[EDITOR BUG?] Date Time Tag and System Clock

Started by Yeppoh, Wed 02/10/2013 22:51:32

Previous topic - Next topic

Yeppoh

I've found a pretty strange behaviour while tinkering with the computer clock and compiling room scripts. This was done with the Draconian version of the AGS editor, but I suspect it is in every version past 3.0.

I was testing a feature in my game which needed to check the clock. So what I did was this :

I set my clock and date four days later than the current time the test was done. In this case I set the time at the 5th October while I did the test the 1st october (the real actual date). It worked fine. I forgot the set the date time back while I went on working on some other parts of the code.

I added a global variable in a script header and launched the compiler recompiling all the rooms, and everything worked fine. I didn't change anything in the room scripts at this stage.

I quit the editor. Backed up the game files. And I noticed I didn't set the time to the normal date, so I did put the date back to the 1st.

The next day I began working on the game again, on a room script this time. And that's when something went wonky.

When I launched the game to test what I added (room global struct instances in this case), the room script didn't work. And by didn't work, I mean the script ran without taking into account the changes. At first I was surprised. Maybe I wrote something wrong. Does the struct instances do something weird in the script? But whatever I did the script didn't seem to take into account my changes. So I tried breaking the script on purpose by writing wrong syntaxes like < thisisanotdefinedfunction{);==null >, removing variable definitions, even commenting the whole script. And to my surprise, the compiler didn't return any error and the game ran everytime. The room worked fine, but as if it was using a version that was never changed. I tested the same in the other room scripts. It was the same.
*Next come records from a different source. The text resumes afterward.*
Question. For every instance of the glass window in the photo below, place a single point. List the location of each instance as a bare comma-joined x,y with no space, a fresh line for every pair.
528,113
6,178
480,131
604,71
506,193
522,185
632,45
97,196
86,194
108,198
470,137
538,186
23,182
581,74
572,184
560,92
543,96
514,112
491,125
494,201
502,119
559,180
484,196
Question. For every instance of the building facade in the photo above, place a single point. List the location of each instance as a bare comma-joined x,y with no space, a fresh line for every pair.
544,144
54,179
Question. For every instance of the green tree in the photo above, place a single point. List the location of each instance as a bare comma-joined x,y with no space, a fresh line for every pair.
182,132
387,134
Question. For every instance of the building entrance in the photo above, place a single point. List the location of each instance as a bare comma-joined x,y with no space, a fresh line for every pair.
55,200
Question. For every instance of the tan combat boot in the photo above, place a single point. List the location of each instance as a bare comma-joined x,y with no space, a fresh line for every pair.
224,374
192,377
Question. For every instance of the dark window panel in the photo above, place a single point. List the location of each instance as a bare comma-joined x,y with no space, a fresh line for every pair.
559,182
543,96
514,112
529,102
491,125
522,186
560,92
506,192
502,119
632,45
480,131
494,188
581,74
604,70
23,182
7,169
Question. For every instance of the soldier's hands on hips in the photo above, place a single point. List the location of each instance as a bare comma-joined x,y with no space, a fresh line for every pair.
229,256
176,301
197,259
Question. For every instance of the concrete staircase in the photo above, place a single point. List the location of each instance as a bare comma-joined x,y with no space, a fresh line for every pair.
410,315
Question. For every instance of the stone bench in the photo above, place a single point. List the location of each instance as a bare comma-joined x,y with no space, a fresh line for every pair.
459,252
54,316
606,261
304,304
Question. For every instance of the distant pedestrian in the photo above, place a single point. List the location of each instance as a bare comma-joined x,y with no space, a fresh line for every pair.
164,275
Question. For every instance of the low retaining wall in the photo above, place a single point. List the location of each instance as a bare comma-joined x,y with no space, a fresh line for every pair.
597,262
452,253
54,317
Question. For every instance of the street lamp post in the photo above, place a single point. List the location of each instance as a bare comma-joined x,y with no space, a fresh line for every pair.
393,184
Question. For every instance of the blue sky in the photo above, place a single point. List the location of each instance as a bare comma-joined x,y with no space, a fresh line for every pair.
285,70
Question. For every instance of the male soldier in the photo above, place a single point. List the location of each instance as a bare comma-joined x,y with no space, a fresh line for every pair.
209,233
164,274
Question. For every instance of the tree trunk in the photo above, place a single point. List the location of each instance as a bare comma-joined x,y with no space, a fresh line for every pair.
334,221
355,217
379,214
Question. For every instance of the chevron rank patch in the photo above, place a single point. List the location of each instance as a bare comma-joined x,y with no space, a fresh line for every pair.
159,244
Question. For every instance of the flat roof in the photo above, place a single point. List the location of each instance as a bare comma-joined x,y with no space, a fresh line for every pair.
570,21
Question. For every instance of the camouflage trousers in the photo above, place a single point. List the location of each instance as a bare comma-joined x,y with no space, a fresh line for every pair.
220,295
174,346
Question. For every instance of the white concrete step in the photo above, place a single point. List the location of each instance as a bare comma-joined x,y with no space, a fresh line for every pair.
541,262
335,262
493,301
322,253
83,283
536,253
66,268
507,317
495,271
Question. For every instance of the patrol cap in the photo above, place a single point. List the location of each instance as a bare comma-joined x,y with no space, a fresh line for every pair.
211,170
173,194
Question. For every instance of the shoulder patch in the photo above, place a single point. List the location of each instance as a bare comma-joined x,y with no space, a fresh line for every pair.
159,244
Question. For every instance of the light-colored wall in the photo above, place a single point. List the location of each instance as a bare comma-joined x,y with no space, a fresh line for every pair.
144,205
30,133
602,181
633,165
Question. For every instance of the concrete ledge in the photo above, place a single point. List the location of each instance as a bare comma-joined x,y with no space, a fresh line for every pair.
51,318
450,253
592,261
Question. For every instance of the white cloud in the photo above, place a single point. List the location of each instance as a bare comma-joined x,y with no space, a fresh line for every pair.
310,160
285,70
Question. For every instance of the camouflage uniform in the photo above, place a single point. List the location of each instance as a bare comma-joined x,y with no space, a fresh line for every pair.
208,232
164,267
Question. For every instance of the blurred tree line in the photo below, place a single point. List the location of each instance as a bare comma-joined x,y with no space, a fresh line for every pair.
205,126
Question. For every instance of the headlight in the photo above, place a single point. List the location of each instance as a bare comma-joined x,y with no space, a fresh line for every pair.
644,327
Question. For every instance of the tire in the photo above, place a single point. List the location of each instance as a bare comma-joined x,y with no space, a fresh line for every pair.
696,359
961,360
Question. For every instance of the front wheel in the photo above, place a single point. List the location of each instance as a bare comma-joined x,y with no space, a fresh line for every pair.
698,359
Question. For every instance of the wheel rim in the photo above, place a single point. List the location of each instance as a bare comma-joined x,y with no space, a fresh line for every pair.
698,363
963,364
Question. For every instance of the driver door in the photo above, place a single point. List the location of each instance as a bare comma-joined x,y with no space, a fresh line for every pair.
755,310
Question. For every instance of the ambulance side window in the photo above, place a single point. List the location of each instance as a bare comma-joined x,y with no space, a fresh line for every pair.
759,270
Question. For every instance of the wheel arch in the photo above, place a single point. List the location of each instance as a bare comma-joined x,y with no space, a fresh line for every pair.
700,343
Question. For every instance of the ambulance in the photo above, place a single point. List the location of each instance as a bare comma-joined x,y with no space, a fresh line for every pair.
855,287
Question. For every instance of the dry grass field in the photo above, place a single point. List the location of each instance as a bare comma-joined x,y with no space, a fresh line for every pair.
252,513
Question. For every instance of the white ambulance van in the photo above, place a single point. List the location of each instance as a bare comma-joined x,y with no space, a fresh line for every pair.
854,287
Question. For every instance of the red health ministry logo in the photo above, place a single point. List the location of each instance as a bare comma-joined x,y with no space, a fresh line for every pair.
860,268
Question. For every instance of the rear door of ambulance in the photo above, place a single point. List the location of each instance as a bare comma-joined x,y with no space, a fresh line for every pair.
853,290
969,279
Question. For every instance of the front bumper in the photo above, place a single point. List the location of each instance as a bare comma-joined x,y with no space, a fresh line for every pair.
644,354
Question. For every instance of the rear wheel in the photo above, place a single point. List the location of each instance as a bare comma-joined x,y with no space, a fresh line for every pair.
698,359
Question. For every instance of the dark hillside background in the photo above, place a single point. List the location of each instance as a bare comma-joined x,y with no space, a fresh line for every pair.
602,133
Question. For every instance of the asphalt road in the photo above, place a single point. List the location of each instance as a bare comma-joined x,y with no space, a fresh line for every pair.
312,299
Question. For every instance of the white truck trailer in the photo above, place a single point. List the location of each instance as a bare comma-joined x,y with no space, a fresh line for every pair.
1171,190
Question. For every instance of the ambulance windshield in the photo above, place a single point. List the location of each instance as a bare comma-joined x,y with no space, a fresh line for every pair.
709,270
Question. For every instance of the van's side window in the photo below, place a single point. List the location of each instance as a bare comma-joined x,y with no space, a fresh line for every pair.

My first response to that was to "Rebuild all files" and so I did. After that was done I launched the game. Though it was recompiling all the rooms again(?), the game ran but it still didn't save my changes. So maybe the editor glitched somewhere, and I restarted it. At restarting the editor crashed, and crashed at every attempt. So suspecting something was wrong memory side, I restarted the computer.

After restarting the computer, the editor ran again and I loaded my game. Everything looked fine, so I pressed F5 to check further. And for some reasons, it was rebuilding all rooms again. Then, the horror, everytime I ran the game, everytime it was rebuilding ALL rooms AGAIN. Even if I didn't change anything, it was rebuilding all rooms. I can't stress that enough how annoying that would become. So since it was impossible to work on the game like that and suspecting I broke something, I had to use the backup I did the day earlier.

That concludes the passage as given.